As an avid reader of high-quality magazines (evidently) you probably have an appreciation of style, layout and, most important of all, colour. The way colour is displayed and how it reaches the page in such impeccable condition may not have occurred to you, unless of course you have ever tried to design something like a flyer or a newsletter on your home computer and print it onto paper. What goes on? Why does your bright red look like a muddy brown? Put simply, the colours you see on your screen are represented by what is essentially a series of brightly coloured flashing lights and on their journey to the page, they can lose a little definition in translation. If only there were some kind of authority, one that could provide a definitive reference for designers so that the bold colours and subtle hues they envisaged in their head and on their latest itoy would be reproduced faithfully on the printed page.
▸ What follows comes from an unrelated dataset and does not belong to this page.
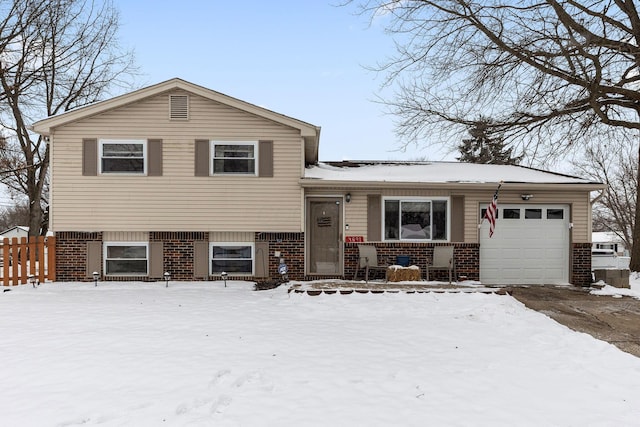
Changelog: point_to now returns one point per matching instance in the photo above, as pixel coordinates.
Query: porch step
(316, 292)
All print professionals will undoubtedly know that there is indeed such a system – Pantone. Pantone began life as a humble printing company in 1950s America. Their renaissance came following the hiring of a chemistry graduate, Lawrence Herbert in 1956. Herbert called upon his knowledge of chemistry to index the company’s ink and pigment stocks in order to simplify their colour matching. So successful was he that within six years, his was the only department running at a profit, the manufacturing side languishing in debts of some $50,000. Herbert took the opportunity to purchase the technological assets from his employer and re-branded the colour range and associated indexing system as Pantone.
The top-selling point of the system was that it allowed the print industry to design colour layouts to an exact and consistent standard. An advertising hoarding or poster in California would look exactly the same if seen in Florida. “So what?” I hear you cry. Well, in the 50s and 60s, advertising and print were in an absolute boom time. The need for consistency was clear and Pantone was the system that made it possible. The brand began to expand to include reference systems for metallic and pearlescent colours and rapidly became the industry standard.
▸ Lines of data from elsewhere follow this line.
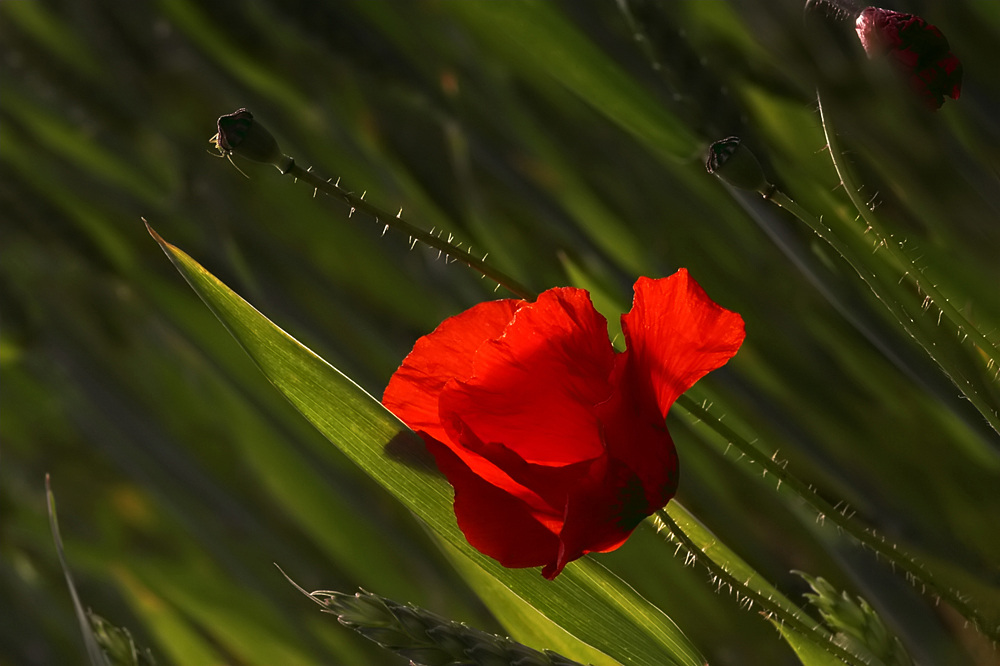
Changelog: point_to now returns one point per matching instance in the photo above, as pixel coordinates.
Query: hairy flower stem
(794, 619)
(900, 269)
(844, 521)
(415, 233)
While printing reaped the benefits in the post-war years, Pantone’s next big bang was in the online graphic design industries. When different computer monitors and different paper stocks reproduced colours of different hues due to screen resolution or the absorbency or weight of the paper, the Pantone colour remained consistent, allowing any adjustments to be made in a regulated and controlled fashion.
The success of the Pantone system and the importance to a variety of industries has bled out into the worlds of art, fashion and beyond. Household names in the world of design and fashion contribute to the Pantone Fashion and Color report (www.pantone.com/spring2013). Tracy Reese, Peter Som and Tommy Hilfiger are among the panel of fashionistas all putting forward their colour visions for the upcoming season and using the Pantone colour scheme as their springboard. If you want to get in on the act, you can check out the Pantone universe on their site and discover art, posters and other collectibles. The theme is set every year by the Pantone Color of the year, which this year happens to be emerald green (Pantone 17-5641). If you’re so minded, consider the Color of the year wallpaper, or kick it old school with previous colour laureates on http://www.pantone.com/pages/index.aspx?pg=21055 Beware, however, if you want to do it on the cheap. Old Pantone matching books and swatches – some as many as a decade old – still go for a healthy $50-100 on popular auction sites.
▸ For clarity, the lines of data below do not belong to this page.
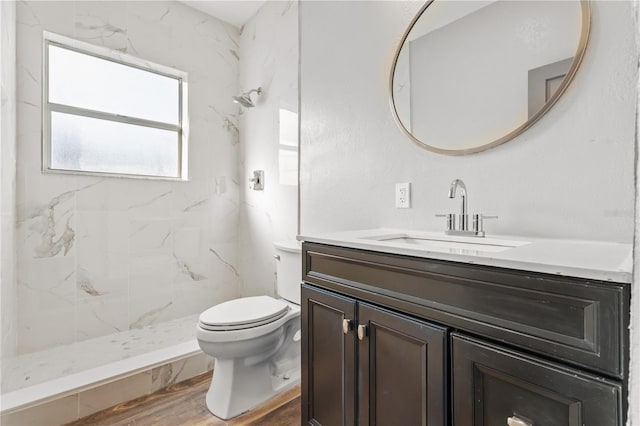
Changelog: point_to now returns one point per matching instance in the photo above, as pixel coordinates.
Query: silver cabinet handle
(362, 331)
(347, 324)
(517, 421)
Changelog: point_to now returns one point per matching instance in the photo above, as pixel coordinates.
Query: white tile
(114, 393)
(178, 371)
(97, 316)
(53, 413)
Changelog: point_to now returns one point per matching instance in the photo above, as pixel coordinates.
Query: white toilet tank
(289, 270)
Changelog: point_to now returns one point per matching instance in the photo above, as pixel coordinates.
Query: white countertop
(575, 258)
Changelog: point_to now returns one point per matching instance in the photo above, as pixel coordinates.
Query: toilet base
(236, 389)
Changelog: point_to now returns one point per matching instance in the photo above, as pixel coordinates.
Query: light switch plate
(403, 195)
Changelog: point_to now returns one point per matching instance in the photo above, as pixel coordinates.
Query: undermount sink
(448, 243)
Right here in Brussels we have a living, working homage to the ubiquity of this colour system – the Pantone Hotel. as you may have guessed, the theme is bold, solid colours and high-end design. It’s inexpensive but funky and fun and is highly rated by guests. I would suggest that if you’re a fan of traditional mahogany and maroon, or soft pastel shades, you may wish to look elsewhere. So, if your bank account isn’t in the (19-1664), why not colour your life a little? It’ll make your friends (16-6138) with envy.